Chastagnier Yan, Moutin Enora, Hemonnot Anne-Laure, Perroy Julie
Centre National de la Recherche Scientifique, UMR-5203, Institut de Génomique Fonctionnelle, Montpellier, France.
Institut National de la Santé Et de la Recherche Médicale, U1191, Montpellier, France.
Front Comput Neurosci. 2018 Jan 9;11:118. doi: 10.3389/fncom.2017.00118. eCollection 2017.
A growing number of tools now allow live recordings of various signaling pathways and protein-protein interaction dynamics in time and space by ratiometric measurements, such as Bioluminescence Resonance Energy Transfer (BRET) Imaging. Accurate and reproducible analysis of ratiometric measurements has thus become mandatory to interpret quantitative imaging. In order to fulfill this necessity, we have developed an open source toolset for Fiji--allowing a systematic analysis, from image processing to ratio quantification. We share this open source solution and a step-by-step tutorial at https://github.com/ychastagnier/BRET-Analyzer. This toolset proposes (1) image background subtraction, (2) image alignment over time, (3) a composite thresholding method of the image used as the denominator of the ratio to refine the precise limits of the sample, (4) pixel by pixel division of the images and efficient distribution of the ratio intensity on a pseudocolor scale, and (5) quantification of the ratio mean intensity and standard variation among pixels in chosen areas. In addition to systematize the analysis process, we show that the allows proper reconstitution and quantification of the ratiometric image in time and space, even from heterogeneous subcellular volumes. Indeed, analyzing twice the same images, we demonstrate that compared to standard analysis precisely define the luminescent specimen limits, enlightening proficient strengths from small and big ensembles over time. For example, we followed and quantified, in live, scaffold proteins interaction dynamics in neuronal sub-cellular compartments including dendritic spines, for half an hour. In conclusion, provides a complete, versatile and efficient toolset for automated reproducible and meaningful image ratio analysis.

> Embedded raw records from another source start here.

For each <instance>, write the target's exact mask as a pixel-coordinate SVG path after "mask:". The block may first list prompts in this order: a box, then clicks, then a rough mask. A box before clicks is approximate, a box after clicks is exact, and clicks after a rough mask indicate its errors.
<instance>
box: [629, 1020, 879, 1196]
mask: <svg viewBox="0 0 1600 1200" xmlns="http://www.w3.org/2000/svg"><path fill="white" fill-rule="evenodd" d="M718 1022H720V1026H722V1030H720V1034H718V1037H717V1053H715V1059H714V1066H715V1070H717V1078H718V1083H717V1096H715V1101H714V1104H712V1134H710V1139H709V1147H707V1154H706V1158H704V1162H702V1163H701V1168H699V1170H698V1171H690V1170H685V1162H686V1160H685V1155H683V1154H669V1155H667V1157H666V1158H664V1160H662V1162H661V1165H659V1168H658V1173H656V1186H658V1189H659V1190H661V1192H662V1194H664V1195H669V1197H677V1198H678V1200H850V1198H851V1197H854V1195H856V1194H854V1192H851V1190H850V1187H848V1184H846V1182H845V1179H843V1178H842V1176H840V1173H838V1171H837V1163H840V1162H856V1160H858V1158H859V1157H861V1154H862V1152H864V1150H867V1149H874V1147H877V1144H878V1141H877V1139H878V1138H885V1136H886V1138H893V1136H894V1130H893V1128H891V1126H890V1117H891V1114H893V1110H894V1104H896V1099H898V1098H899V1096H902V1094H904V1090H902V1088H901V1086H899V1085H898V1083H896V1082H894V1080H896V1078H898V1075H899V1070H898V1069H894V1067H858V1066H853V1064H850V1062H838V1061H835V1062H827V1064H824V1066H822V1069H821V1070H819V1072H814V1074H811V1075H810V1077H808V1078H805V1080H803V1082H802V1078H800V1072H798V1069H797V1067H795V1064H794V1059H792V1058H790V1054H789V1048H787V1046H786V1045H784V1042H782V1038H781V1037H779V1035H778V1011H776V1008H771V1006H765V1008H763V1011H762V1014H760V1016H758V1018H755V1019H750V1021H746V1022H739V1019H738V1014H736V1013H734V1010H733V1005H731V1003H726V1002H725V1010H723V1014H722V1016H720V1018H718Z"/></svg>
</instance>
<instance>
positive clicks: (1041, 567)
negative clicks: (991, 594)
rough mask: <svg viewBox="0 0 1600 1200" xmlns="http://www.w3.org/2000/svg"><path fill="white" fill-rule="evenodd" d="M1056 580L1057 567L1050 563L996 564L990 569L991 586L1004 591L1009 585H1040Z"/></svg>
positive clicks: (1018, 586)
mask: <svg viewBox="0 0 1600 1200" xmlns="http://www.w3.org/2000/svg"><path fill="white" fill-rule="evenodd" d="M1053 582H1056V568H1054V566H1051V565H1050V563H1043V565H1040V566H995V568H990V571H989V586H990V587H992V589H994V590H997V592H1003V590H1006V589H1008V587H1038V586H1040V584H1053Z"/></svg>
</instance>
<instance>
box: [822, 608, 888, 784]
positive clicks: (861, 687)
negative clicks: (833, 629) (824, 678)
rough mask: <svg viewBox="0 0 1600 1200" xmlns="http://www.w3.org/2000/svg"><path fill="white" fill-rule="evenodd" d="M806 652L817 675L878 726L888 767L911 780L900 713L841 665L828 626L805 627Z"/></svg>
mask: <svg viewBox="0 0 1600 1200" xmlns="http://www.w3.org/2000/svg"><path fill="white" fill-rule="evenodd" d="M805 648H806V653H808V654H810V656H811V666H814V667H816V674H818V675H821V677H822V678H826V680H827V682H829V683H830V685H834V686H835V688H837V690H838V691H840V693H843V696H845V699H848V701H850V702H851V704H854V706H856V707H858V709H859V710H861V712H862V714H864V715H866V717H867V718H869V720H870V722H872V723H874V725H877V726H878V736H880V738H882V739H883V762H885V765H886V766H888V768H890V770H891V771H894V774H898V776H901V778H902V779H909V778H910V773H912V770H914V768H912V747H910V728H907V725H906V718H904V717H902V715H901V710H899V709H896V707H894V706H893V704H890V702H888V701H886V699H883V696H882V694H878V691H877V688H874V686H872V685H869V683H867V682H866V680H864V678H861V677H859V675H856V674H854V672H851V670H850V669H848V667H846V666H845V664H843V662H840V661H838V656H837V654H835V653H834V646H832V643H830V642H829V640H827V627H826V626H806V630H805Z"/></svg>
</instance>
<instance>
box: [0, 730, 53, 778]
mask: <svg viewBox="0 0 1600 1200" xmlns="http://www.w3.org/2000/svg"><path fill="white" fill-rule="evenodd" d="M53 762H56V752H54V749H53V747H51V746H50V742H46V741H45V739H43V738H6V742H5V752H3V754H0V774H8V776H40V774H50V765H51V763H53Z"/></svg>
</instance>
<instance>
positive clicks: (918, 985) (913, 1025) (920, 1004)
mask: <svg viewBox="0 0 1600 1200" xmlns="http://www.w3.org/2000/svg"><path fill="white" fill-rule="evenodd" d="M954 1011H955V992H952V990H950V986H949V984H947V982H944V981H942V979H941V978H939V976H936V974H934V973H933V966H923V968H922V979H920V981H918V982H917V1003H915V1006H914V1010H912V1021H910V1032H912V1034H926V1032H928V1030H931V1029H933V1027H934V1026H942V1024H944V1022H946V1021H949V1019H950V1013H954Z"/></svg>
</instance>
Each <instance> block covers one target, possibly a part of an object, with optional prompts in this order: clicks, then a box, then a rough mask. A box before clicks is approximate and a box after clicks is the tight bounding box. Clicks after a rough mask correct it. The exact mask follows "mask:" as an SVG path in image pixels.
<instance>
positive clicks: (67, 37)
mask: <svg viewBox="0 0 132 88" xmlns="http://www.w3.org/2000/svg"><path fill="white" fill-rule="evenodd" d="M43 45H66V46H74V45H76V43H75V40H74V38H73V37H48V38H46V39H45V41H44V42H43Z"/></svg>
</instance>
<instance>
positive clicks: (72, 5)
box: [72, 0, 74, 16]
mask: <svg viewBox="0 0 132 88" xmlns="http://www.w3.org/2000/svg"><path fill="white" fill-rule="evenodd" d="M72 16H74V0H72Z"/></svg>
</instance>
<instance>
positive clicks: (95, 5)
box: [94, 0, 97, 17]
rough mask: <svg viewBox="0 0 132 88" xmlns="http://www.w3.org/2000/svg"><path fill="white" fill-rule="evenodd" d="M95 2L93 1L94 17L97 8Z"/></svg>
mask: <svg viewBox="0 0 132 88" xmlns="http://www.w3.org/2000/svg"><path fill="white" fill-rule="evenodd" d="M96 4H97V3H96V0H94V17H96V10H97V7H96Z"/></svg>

现在,越来越多的工具能够通过诸如生物发光共振能量转移(BRET)成像等比率测量方法,实时记录各种信号通路以及蛋白质 - 蛋白质相互作用在时间和空间上的动态变化。因此,为了解读定量成像结果,对比率测量进行准确且可重复的分析已成为必要。为满足这一需求,我们为Fiji开发了一套开源工具集,可实现从图像处理到比率量化的系统分析。我们在https://github.com/ychastagnier/BRET - Analyzer上分享了这个开源解决方案以及详细的分步教程。该工具集提供了以下功能:(1)图像背景减法;(2)随时间的图像对齐;(3)用作比率分母的图像的复合阈值化方法,以细化样本的精确边界;(4)图像的逐像素除法,并将比率强度有效地分布在伪彩色标度上;(5)对选定区域内像素的比率平均强度和标准偏差进行量化。除了使分析过程系统化之外,我们还表明,该工具集能够在时间和空间上对比率图像进行适当的重构和量化,即使是来自异质亚细胞体积的图像也能处理。实际上,通过对相同图像进行两次分析,我们证明,与标准分析相比,该工具集能够精确界定发光样本的边界,揭示大小不同的样本随时间变化的优势。例如,我们实时跟踪并量化了神经元亚细胞区室(包括树突棘)中支架蛋白的相互作用动态,时长为半小时。总之,该工具集为自动化的、可重复且有意义的图像比率分析提供了一个完整、通用且高效的工具集。